- “Walang ulap kung umaga. Nasinghot na ng lumalaking populasyon.”
- “Many Filipino men and women have brains.”
- “He seemed to be waiting for someone, not a blood relation, much less a bad blood.”
- “People are not made to float like a bird.”
- “Seeing a rainbow in the sky is like a dream that disappears that’s why a child wants it painted permanently in the sky.”
- “As the campers trek through the trail at the rainboat they’ll stop now and then. They had huffs and puffs.”
- “The chicken was dressed. They stripped off her feathers, served her quite bare and everyone poked at her breast.”
- “God’s footsteps bulged the mountains up. God like morning bending over her baby kneeled down in the dust.”
- “On Basilio’s skull, fire nicked. The tiny fire had a blow, huge and quick. He touched the fire on his skull. Past all that is beyond, he runs.”
- “Si Pres. Garcia ay kumita ng unang liwanag sa Talibon, Bohol.”
A switch to Filipino language would eliminate these kinds of mistakes. What is true of the textbook authors all the more applies to the majority of Filipinos. As an example, the humor from this post at Expectorants is derived largely from the same sort of mistakes (intentional or otherwise).

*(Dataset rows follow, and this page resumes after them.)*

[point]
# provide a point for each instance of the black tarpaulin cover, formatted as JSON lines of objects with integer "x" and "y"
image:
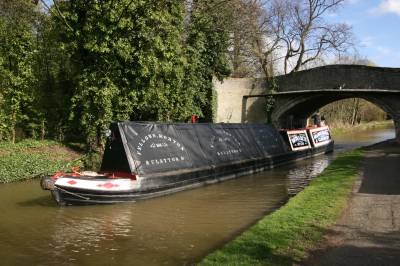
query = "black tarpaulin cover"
{"x": 145, "y": 147}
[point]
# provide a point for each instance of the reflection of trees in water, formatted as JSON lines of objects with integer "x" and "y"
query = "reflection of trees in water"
{"x": 88, "y": 234}
{"x": 299, "y": 177}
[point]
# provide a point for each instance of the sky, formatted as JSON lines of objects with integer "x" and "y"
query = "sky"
{"x": 376, "y": 26}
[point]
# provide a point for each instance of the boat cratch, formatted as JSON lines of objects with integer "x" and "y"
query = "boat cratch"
{"x": 143, "y": 159}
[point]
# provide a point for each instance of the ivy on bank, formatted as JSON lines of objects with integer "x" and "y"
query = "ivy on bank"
{"x": 87, "y": 63}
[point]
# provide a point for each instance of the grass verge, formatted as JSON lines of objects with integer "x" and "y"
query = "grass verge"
{"x": 31, "y": 158}
{"x": 343, "y": 129}
{"x": 283, "y": 237}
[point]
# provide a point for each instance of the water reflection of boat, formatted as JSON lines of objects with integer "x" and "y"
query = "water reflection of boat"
{"x": 144, "y": 160}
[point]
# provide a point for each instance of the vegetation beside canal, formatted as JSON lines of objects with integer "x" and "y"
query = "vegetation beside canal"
{"x": 339, "y": 129}
{"x": 31, "y": 158}
{"x": 284, "y": 237}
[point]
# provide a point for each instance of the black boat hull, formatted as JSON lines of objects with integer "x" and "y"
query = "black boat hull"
{"x": 162, "y": 184}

Mistakes in the use of English encourage the impression that the speakers are less intelligent that they actually are. Since English is widely used in the Philippines, mistakes occur quite frequently and the impression of lack of intelligence is reinforced. Our more prosperous neighbors, Japan and China also have their share of well publicized English mistakes but these do not have a widespread negative affect on the perception of intelligence of the ordinary Japanese and Chinese because they largely express themselves in their local tounge.
I believe textbook authors and most Filipinos will be able to express themselves more intelligently if allowed to use the language they are more comfortable with.